Holiday Card: Part 1
Today begins a (hopefully!) fun, four-part tutorial on making a family photo into a holiday card. For the past few years I’ve used old family photos to create holiday cards for both my family and my business. It’s a great way to connect with your family and use some Photoshop muscle. I place this tutorial at the advanced beginner to the intermediate level, so I’ll assume you know where most of the tools are located.
The perfect scene for this project is one involving snow, so search through your family photos to see if you have one that fits the bill! Hopefully, your photos are already scanned, but if not, scan it and bring it into Photoshop (or the photo editor of your choice). The photo I’ll be using is a photo taken in the 1940s of my mother’s childhood home called Brookside Farm located in Henryville, a little town in the Pocono Mountains of Pennsylvania.
You’ll want to do any restoration work beforehand, as I have. If the photo is in color, desaturate it.We’ll start out with a black and white canvas. All that’s left is to clean up the haze of age that remains, if any. Keep in mind, one of the objects of this project is to make the photo look like it could have been taken yesterday. This is not an exercise in photo restoration, but in photo manipulation. To “erase” the haze and brighten the photo, I’ll give it a Levels Adjustment. Bring the sliders in until they’re in the area where the histogram starts. In this case I went a little further into the shadow values, on the left, or the black slider. I wanted the shadows deeper in this instance. Play with the sliders to achieve the look you like. If you have Photoshop CS4, use the Adjustment panel for the adjustment layers. If you’re using a version or a program that doesn’t have adjustment layers, be sure to make your own by duplicating the layer and doing the adjustments on that layer!
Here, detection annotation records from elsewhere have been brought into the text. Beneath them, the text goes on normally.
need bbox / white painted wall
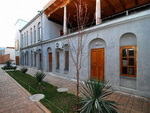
[19,10,150,97]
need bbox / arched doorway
[47,47,52,72]
[89,39,105,81]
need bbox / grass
[7,71,76,113]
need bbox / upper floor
[20,0,150,48]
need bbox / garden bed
[7,71,76,113]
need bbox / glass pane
[128,67,134,75]
[122,58,128,66]
[122,49,127,57]
[122,67,127,74]
[129,49,134,56]
[129,58,134,66]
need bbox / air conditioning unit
[55,42,64,49]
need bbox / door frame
[89,47,106,81]
[48,52,53,72]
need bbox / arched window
[26,31,28,46]
[21,34,23,47]
[120,33,137,77]
[34,26,36,43]
[24,33,26,47]
[64,44,69,71]
[30,28,32,44]
[38,22,41,41]
[56,50,60,70]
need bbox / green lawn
[7,71,76,113]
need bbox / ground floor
[20,11,150,97]
[0,66,50,113]
[23,68,150,113]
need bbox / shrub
[21,67,28,73]
[35,72,46,84]
[12,66,17,71]
[79,81,117,113]
[2,66,13,70]
[6,61,11,68]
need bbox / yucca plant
[79,81,117,113]
[20,67,28,73]
[35,72,46,85]
[6,61,11,68]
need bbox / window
[31,51,33,67]
[65,51,69,71]
[15,40,19,51]
[30,28,32,44]
[26,31,28,46]
[34,26,36,43]
[21,34,23,47]
[38,23,41,41]
[56,51,59,69]
[34,53,36,67]
[40,53,42,69]
[24,33,26,47]
[120,46,136,77]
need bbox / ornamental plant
[20,67,28,73]
[35,72,46,85]
[79,80,117,113]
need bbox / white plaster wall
[20,10,150,97]
[5,48,15,61]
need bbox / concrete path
[28,68,150,113]
[0,68,50,113]
[45,73,150,113]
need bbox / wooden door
[40,53,42,69]
[16,56,19,65]
[49,53,52,72]
[91,48,104,81]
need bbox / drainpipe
[38,10,43,72]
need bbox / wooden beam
[134,0,138,5]
[105,0,116,13]
[119,0,126,10]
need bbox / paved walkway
[45,73,150,113]
[21,68,150,113]
[0,68,50,113]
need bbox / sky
[0,0,50,47]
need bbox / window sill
[56,69,59,73]
[120,75,137,80]
[64,70,69,74]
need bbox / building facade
[0,47,15,64]
[20,0,150,97]
[15,19,27,65]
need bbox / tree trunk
[76,69,79,110]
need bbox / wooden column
[96,0,101,25]
[63,6,67,35]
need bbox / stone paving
[10,68,150,113]
[0,68,50,113]
[45,73,150,113]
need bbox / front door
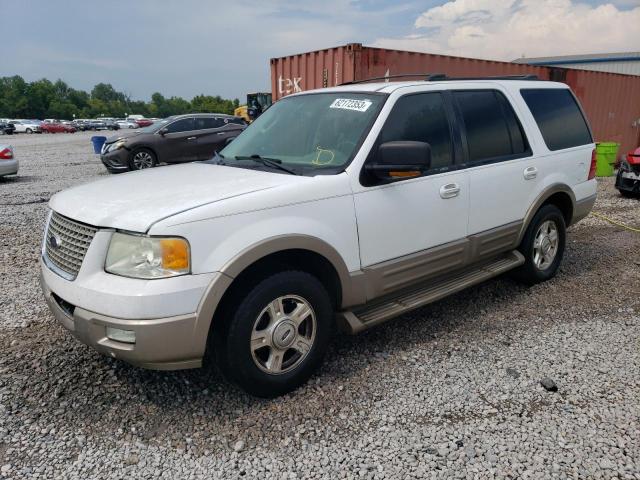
[196,117,242,160]
[354,92,469,297]
[156,117,198,163]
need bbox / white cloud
[374,0,640,60]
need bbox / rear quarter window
[520,88,593,150]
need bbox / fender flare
[194,234,366,355]
[516,183,576,246]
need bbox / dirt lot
[0,133,640,479]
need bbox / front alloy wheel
[212,270,334,397]
[131,150,156,170]
[250,295,317,375]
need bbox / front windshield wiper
[235,154,297,175]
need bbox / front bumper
[0,158,18,177]
[40,231,230,370]
[41,277,204,370]
[100,148,129,173]
[615,168,640,194]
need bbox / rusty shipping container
[271,43,640,153]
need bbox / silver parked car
[0,143,18,177]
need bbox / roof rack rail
[340,73,539,85]
[340,73,444,85]
[427,73,539,82]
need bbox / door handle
[440,183,460,198]
[523,167,538,180]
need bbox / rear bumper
[571,194,596,225]
[0,158,18,177]
[615,169,640,194]
[100,148,129,173]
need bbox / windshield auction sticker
[329,98,373,112]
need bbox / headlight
[105,232,191,279]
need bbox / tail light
[587,148,596,180]
[0,148,13,160]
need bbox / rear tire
[513,205,567,285]
[618,190,638,198]
[214,271,334,398]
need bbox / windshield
[140,118,170,133]
[220,92,386,174]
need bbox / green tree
[0,75,240,119]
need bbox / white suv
[42,76,596,396]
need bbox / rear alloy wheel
[514,205,566,285]
[129,149,156,170]
[213,271,334,398]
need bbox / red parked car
[136,118,153,128]
[40,122,77,133]
[40,122,65,133]
[62,122,78,133]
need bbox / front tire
[214,271,334,398]
[129,148,158,170]
[514,205,567,285]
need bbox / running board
[340,250,524,334]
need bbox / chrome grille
[44,212,98,280]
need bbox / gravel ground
[0,133,640,479]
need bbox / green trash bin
[596,142,620,177]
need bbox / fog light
[107,327,136,343]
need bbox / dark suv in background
[100,113,247,173]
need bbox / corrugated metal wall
[554,61,640,75]
[356,47,548,83]
[271,43,640,152]
[564,69,640,154]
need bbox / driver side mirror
[365,140,431,180]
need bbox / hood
[104,130,144,143]
[49,163,306,232]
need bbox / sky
[0,0,640,100]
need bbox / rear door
[157,117,198,163]
[453,88,540,248]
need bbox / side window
[378,92,453,170]
[453,90,528,163]
[520,88,593,150]
[167,118,193,133]
[194,117,224,130]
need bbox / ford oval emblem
[48,233,62,250]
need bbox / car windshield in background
[140,120,169,133]
[221,92,386,174]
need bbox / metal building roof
[513,52,640,65]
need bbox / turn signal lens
[160,238,189,271]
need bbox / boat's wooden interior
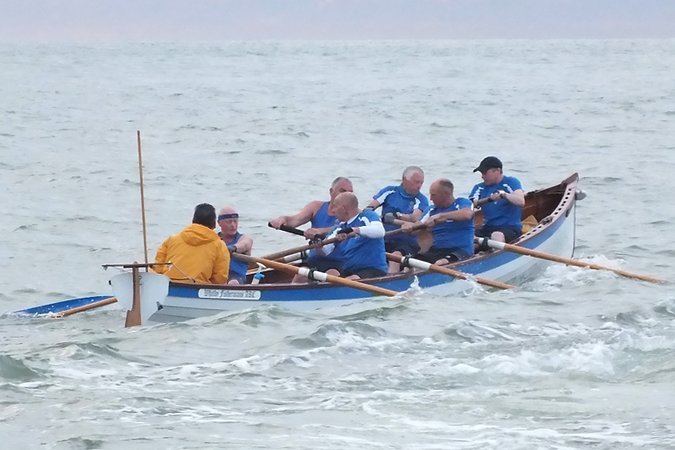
[178,174,578,289]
Combine all layers into one (Ctrl+Shift+Alt+J or Cmd+Opt+Shift+J).
As with many old photos, the sky in this one is just a solid light tone. We need a dramatic sky with lots of clouds. Use a sky photo from your own “stock photo” library, buy an appropriate stock photo or walk outside and take a picture of a cloudy sky. Unless your sky photo is really dramatic, use a Black & White Adjustment layer on it, instead of just desaturating it, to bring out the contrast. Move the sky photo into the layer stack of the card photo, if you haven’t already done so, and place it under the combined layer from the last step. This is your cloud layer.
Now back to the card layer: Using your favorite masking method (I used Calculations), mask out the sky.
Keeping the masked card layer visible, select the cloud layer beneath it. You’re going to run a Levels Adjustment on the sky to match it more closely to the card layer and for this you need to have both visible. Adjust the Levels sliders until the sky looks closer to the photo, keeping in mind this will be nighttime!
Duplicate the cloud layer. Again using your favorite masking method, separate the clouds from the sky. The Black & White and Levels Adjustments should make this much easier. This is your cloud extract layer.
What we need now is a moon! Make a new blank layer at the top of the layer stack. Select the Elliptical Marquee Tool. Holding the Shift key down, make a circle. Fill with white.
Now for some moonglow: Give the moon layer an Outer Glow layer style (the fx icon at the bottom of the layer palette). You can use the settings illustrated or try your own.
Move the moon layer in between the cloud layer and the cloud extract layer, as shown below:
Adjust the size of the moon to your taste. Keep in mind, the bigger, or closer, the moon, the larger and stronger the shadows.
As the last step of part one, we’re going to use another Levels Adjustment to start changing day into night. In the Levels Adjustment panel, move the black, or shadows, slider to the right to deepen the shadows and start to give the photo that nighttime feel.
In part two we’ll make some shadows in our scene!
OK, you rock! I love photo manipulation. I could do it all day ~ not that I’ve mastered it, but maybe someday…
Caroline
For images going on the Web, you’ll want to go with either GIF or JPEG.And because these formats can be viewed by anyone with a Web browser, they are also the best choice for sending images via email
I was writing the tutorial with sending the old fashioned way in mind, but if anyone wanted to make the cards for email distribution, that’s a good point! Thank you!